Today is the day; one month since Former-Sweetheart called it quits on us.
I'm pretty focused on keeping myself together and moving on. I'm looking for a house, saving my money, walking the dog, hanging out with Son, doing my usual stuff.
But I'm cold inside. There's a bleak, frozen, windswept nothing where Love used to be. Questions, the same questions I asked a month ago and never got a straight answer to, hang like a stone around my neck. Most days I accept the weight and soldier on; most days I understand that I will likely never get an answer, that there probably isn't one.
And then there are days like today, when memories come calling and realizations hit full on when you least expect it. Like when I removed the sailing club sticker from my car window this afternoon and replaced it with a skate park one that Son gave me. I loved sailing. It was intimate and exciting and truly lovely and bonding for FS and I. He says we'll still go, but I have my doubts. And unless I meet someone else who sails, I may never go again.

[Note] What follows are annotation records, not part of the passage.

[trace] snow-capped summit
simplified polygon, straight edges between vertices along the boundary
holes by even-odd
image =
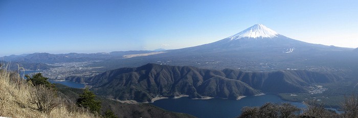
[[[249,38],[272,38],[277,37],[279,34],[270,29],[262,24],[256,24],[239,33],[228,37],[231,40],[236,40],[243,37]]]

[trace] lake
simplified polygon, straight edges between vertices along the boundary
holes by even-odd
[[[40,70],[26,70],[25,72],[25,75],[29,74],[31,75],[35,73],[41,73],[42,71]],[[23,71],[20,72],[20,76],[23,76],[24,74]],[[26,77],[25,77],[26,78]],[[75,82],[71,81],[49,81],[50,82],[52,83],[58,83],[63,84],[67,86],[73,87],[73,88],[84,88],[84,84],[77,83]]]
[[[165,99],[151,103],[169,111],[186,113],[198,117],[235,117],[241,114],[244,106],[261,106],[267,102],[283,103],[285,101],[275,95],[249,96],[240,100],[221,99],[192,100],[189,97]],[[289,102],[299,108],[305,106],[301,103]]]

And there are the dreams. Dreams of lying in his arms, dreams of touching him again, dreams that feel so vivid and real. Dreams that make me hope, deep down in the bottom-left drawer of my heart, that he'll come home tonight and say, "I made a mistake." "I still love you." "I want to try." And he comes home and nothing happens and he's so obviously content with the new status quo that I want to pound him flat for being so disaffected, so neutral, so... gone.
I know it won't be like this forever. But some days I wish I could make time hurry up.